Talvez a pretensão do livro de ser uma história sem começo nem fim tenha sido frustrada, pois na verdade tem uma certa lógica interna, e sabe, de certa maneira, a direção em que está seguindo e a história que quer contar. Mas é interessante na abordagem de que fatos ocorridos a terceiros desconhecidos no passado podem influenciar nas nossas vidas presentes. Lembrei-me nesse aspecto de A Terra Inteira e o Céu Infinito, de Ruth Ozeki, já comentado neste blog. Mas o diário de Imp ao final do livro, depois do fim da narrativa, demonstra que a vida segue imprevisível e com um fim desconhecido. 

"Cada vez mais começo a entender como as histórias de Saltonstall e de A Menina Submersa são parte integrante da minha vida (...), mesmo que eu não afirme que seja verdadeiramente o início das coisas que aconteceram. Não em sentido objetivo. Se eu fizesse isso, estaria fugindo da questão. Será que o início foi a primeira vez que vi o quadro, no meu décimo primeiro aniversário, ou foi a criação de Saltonstall, em 1898? Ou seria melhor começar com a construção da represa, em 1886? Instintivamente continuei procurando por esse tipo de começo..."



Um reflexo da dicotomia paranóia/racionalidade da narradora faz ela tomar para si o conceito desenvolvido por Ursula K. Le Guin, autora do excelente A Mão Esquerda da Escuridão, de verdadeiro e real. Verdadeiro no caso é tudo o que se passa na cabeça da narradora, todas a imagens que ela vê, mas que ela sabe que não é real pela lógica.
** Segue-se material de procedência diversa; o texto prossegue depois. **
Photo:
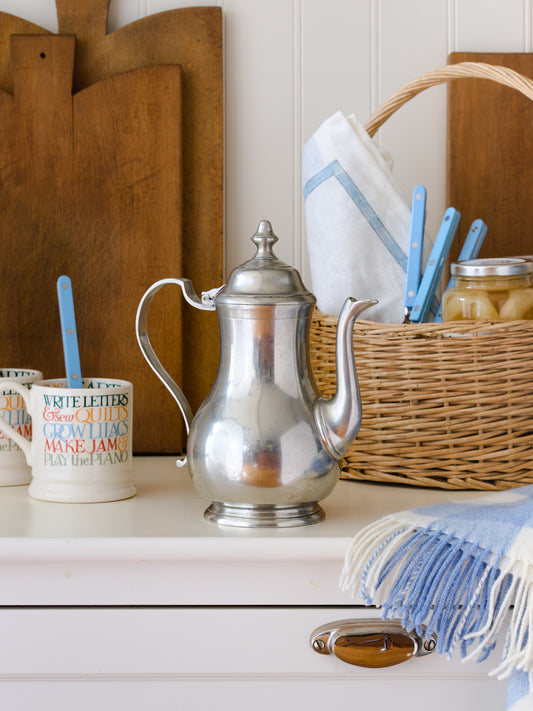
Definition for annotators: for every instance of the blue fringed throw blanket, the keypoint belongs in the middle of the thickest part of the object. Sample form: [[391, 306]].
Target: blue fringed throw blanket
[[465, 571]]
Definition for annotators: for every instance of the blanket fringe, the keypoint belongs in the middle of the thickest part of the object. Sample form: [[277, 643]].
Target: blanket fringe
[[434, 582]]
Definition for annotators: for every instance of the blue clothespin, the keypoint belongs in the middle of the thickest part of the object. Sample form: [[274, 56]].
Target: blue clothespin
[[470, 250], [435, 265], [416, 242], [68, 332]]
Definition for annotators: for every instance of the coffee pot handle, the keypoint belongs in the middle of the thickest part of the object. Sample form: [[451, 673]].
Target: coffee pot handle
[[205, 303]]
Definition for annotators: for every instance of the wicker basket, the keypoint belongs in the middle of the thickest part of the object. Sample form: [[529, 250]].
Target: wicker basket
[[447, 405]]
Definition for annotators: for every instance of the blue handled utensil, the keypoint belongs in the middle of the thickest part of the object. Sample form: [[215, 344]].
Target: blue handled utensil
[[470, 250], [435, 265], [68, 332], [416, 241]]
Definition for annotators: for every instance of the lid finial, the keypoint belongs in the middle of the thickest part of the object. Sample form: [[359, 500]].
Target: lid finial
[[264, 239]]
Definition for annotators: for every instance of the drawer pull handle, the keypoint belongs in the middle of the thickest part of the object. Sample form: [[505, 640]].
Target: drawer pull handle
[[370, 643]]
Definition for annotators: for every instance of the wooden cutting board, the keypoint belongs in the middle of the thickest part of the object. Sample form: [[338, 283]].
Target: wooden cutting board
[[490, 156], [112, 174]]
Lembrei-me de John Nash, em Uma Mente Brilhante, que reconhece a impossibilidade da existência de seu amigo mais íntimo e da sobrinha deste pelo não envelhecimento da menininha. Então me pergunto: seriam todos os esquizofrênicos capazes de procurar padrões que denunciem a irrealidade da sua alucinação? No caso, para Imp, há os fatos verdadeiros, mas não reais, e os fatos verdadeiros e reais.
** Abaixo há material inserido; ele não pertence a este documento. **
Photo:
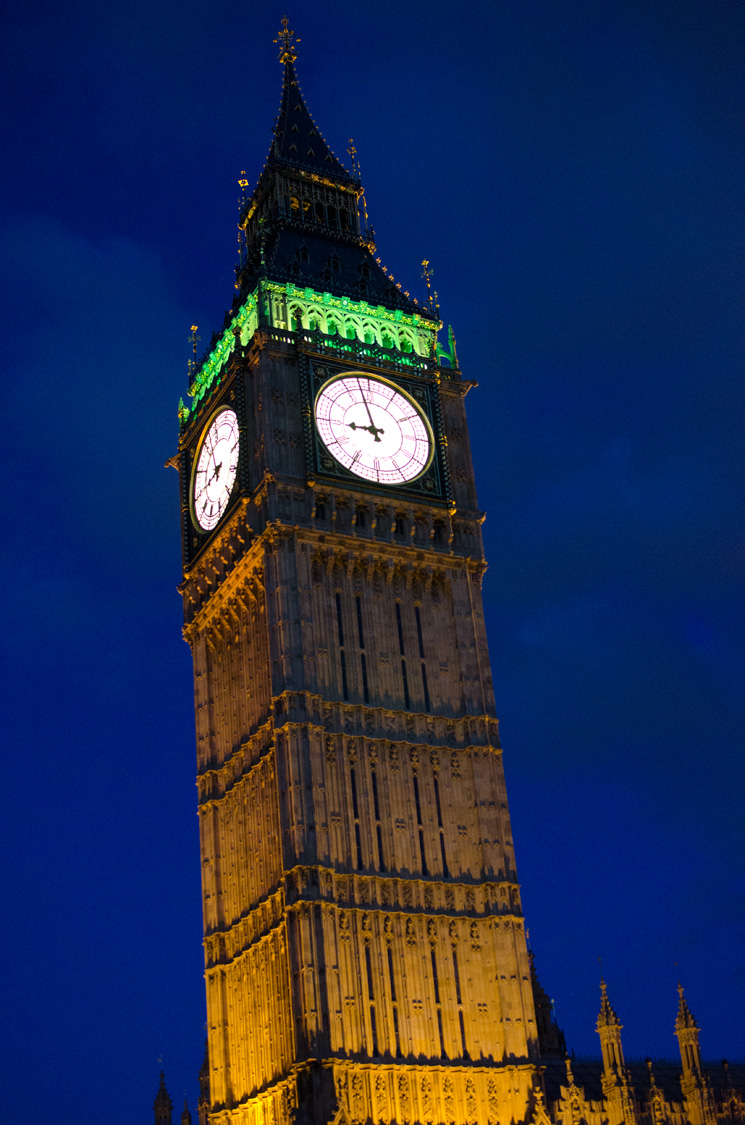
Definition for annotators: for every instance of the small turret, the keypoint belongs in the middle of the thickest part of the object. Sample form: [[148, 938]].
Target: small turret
[[609, 1028], [550, 1037], [697, 1090], [687, 1029], [615, 1080], [162, 1105]]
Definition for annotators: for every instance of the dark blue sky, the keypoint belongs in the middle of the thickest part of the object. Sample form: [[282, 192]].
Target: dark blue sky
[[574, 172]]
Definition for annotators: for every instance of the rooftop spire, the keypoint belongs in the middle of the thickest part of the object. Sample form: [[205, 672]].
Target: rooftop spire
[[297, 138], [607, 1017], [684, 1017], [287, 39]]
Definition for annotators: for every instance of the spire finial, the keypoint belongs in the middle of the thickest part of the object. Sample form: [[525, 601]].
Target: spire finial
[[193, 365], [428, 275], [352, 155], [287, 39]]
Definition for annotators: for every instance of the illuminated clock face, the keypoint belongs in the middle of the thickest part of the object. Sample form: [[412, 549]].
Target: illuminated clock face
[[214, 474], [374, 429]]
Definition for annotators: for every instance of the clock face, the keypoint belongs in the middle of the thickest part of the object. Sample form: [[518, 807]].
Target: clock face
[[374, 429], [214, 474]]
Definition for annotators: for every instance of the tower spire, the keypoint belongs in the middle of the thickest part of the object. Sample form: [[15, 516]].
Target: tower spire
[[287, 39], [697, 1091], [615, 1079], [162, 1105]]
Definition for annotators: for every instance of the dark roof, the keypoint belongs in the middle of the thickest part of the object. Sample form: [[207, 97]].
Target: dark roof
[[357, 273], [588, 1073], [297, 138]]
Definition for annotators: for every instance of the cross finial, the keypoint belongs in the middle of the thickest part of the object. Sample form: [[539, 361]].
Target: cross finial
[[287, 39], [193, 363], [428, 275]]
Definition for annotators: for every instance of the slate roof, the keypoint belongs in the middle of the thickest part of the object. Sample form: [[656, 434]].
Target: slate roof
[[588, 1073], [297, 138], [286, 255]]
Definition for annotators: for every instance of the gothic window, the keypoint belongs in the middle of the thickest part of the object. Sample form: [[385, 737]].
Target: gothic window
[[342, 658]]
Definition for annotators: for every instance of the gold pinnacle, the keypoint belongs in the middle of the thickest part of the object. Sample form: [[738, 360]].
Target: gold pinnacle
[[287, 38]]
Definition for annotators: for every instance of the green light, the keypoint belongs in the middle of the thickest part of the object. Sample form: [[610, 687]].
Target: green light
[[304, 309]]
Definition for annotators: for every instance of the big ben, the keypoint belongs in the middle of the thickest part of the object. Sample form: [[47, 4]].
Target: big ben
[[365, 947]]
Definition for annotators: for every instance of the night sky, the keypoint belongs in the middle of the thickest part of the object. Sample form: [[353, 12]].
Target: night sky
[[574, 172]]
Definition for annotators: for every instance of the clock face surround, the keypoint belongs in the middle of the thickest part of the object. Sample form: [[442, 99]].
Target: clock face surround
[[374, 429], [215, 470]]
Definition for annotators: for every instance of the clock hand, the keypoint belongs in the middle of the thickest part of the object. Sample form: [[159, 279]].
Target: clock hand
[[370, 429]]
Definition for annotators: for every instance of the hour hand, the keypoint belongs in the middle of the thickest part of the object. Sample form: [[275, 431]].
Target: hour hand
[[370, 429]]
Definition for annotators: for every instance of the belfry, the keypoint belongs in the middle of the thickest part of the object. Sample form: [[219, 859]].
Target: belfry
[[366, 955]]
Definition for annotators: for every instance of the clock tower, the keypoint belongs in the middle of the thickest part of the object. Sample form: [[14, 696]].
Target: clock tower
[[365, 946]]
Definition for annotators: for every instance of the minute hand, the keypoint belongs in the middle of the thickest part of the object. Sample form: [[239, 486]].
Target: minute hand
[[373, 429]]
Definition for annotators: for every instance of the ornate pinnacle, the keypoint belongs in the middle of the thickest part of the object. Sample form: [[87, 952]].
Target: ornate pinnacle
[[428, 275], [287, 39]]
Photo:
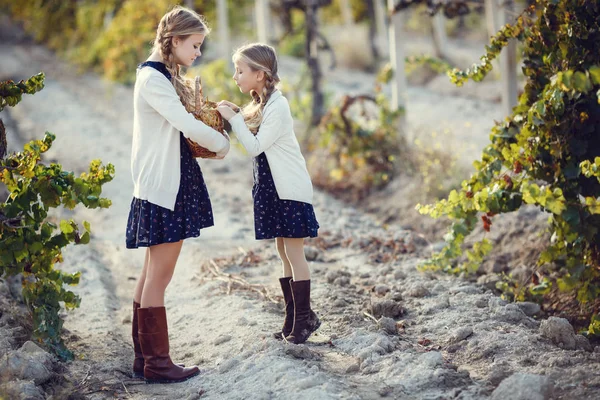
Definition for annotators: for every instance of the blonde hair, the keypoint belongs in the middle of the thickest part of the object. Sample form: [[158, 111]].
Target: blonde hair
[[180, 22], [259, 57]]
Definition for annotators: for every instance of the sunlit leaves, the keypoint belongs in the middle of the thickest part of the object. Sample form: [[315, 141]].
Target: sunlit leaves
[[541, 155], [11, 92], [30, 243]]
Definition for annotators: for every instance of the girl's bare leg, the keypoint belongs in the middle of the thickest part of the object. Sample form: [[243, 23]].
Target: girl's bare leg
[[137, 294], [161, 266], [294, 250], [287, 267]]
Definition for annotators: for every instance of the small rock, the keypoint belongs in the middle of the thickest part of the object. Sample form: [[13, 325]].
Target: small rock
[[388, 325], [481, 302], [467, 289], [417, 290], [342, 281], [399, 275], [339, 303], [522, 386], [431, 359], [489, 281], [387, 308], [381, 290], [498, 373], [333, 275], [560, 332], [228, 364], [461, 334], [530, 309], [354, 367], [396, 296], [583, 343], [496, 302], [222, 339]]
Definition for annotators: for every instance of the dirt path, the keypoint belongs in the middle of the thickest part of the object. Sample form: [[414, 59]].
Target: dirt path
[[441, 338]]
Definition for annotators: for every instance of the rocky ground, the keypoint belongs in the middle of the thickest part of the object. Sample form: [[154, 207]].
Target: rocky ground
[[388, 330]]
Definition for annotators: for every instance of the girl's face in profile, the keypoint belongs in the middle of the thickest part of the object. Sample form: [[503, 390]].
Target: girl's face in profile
[[185, 51], [245, 78]]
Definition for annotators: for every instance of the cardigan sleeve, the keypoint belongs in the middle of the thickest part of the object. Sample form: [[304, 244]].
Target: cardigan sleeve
[[160, 94], [269, 131]]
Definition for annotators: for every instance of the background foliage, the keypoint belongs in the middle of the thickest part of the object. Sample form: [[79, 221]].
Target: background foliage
[[543, 154], [31, 241]]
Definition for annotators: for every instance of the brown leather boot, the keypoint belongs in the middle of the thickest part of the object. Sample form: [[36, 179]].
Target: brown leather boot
[[138, 361], [305, 320], [288, 299], [153, 335]]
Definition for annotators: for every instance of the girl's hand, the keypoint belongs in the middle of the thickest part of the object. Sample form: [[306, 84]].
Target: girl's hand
[[226, 112], [229, 104]]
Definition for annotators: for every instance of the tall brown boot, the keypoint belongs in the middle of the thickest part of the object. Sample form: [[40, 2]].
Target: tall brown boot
[[153, 334], [138, 361], [288, 299], [305, 320]]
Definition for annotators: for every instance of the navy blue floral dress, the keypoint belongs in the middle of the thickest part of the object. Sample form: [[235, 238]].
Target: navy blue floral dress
[[149, 224], [274, 217]]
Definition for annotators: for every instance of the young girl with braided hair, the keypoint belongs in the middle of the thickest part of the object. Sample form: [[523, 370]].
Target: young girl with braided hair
[[170, 200], [282, 189]]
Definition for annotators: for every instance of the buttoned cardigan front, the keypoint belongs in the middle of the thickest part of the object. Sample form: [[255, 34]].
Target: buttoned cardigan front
[[276, 138], [158, 117]]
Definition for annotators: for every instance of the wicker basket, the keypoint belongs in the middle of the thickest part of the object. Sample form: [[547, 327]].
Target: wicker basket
[[205, 111]]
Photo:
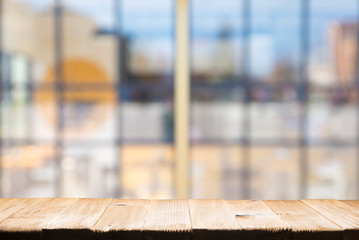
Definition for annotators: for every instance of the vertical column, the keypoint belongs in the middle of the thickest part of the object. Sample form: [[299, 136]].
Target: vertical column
[[303, 95], [118, 108], [357, 89], [245, 61], [1, 100], [182, 99], [59, 83]]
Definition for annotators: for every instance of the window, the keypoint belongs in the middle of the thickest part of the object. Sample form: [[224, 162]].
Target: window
[[94, 98]]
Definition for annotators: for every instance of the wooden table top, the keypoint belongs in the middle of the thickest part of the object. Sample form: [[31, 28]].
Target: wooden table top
[[65, 218]]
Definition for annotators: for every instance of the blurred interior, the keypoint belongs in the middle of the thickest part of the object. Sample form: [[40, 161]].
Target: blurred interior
[[87, 98]]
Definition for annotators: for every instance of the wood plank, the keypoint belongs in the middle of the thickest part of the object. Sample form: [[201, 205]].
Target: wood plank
[[304, 222], [76, 220], [339, 213], [212, 219], [123, 219], [258, 220], [9, 206], [167, 219], [29, 221], [353, 204]]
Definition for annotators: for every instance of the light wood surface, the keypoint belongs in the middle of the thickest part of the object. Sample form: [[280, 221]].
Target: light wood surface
[[51, 218]]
A partir desses conceitos de verdade e de realidade, começo aqui a fazer minhas ressalvas (pois nem tudo são flores e não há perfeição nesse mundo!). Acredito que essa lógica tenha sido um ponto forte do livro - visto que conferiu uma densidade surpreendente à narrativa sem que esta soe verborrágica (com excessão do insólito capítulo 7, narrado durante um surto psicótico em um fluxo de consciência genial); mas também foi o seu ponto fraco, quando pensamos que uma narradora suspeita que não sabe que é suspeita é muito mais instigante, principalmente para um amante da literatura de William Faulkner como eu (vem na minha cabeça a narração da Srta. Rosa Coldfield em Absalão, Absalão!, e seu ódio contra Thomas Supten, o protagonista desse livro, cujo ponto de vista nunca ficamos sabendo por vias diretas). No caso, Imp narra fatos para depois corrigi-los e acrescentar camadas, e depois desmistificá-los e então compreender que eles nunca existiram. Claro que é muito interessante, e é fiel com a característica da esquizofrenia dela, mas infelizmente é uma via de mão dupla. A maior força do livro é sua maior fraqueza também. Mas no panorama geral da obra, isso é um pecadilho dessa obra-prima.  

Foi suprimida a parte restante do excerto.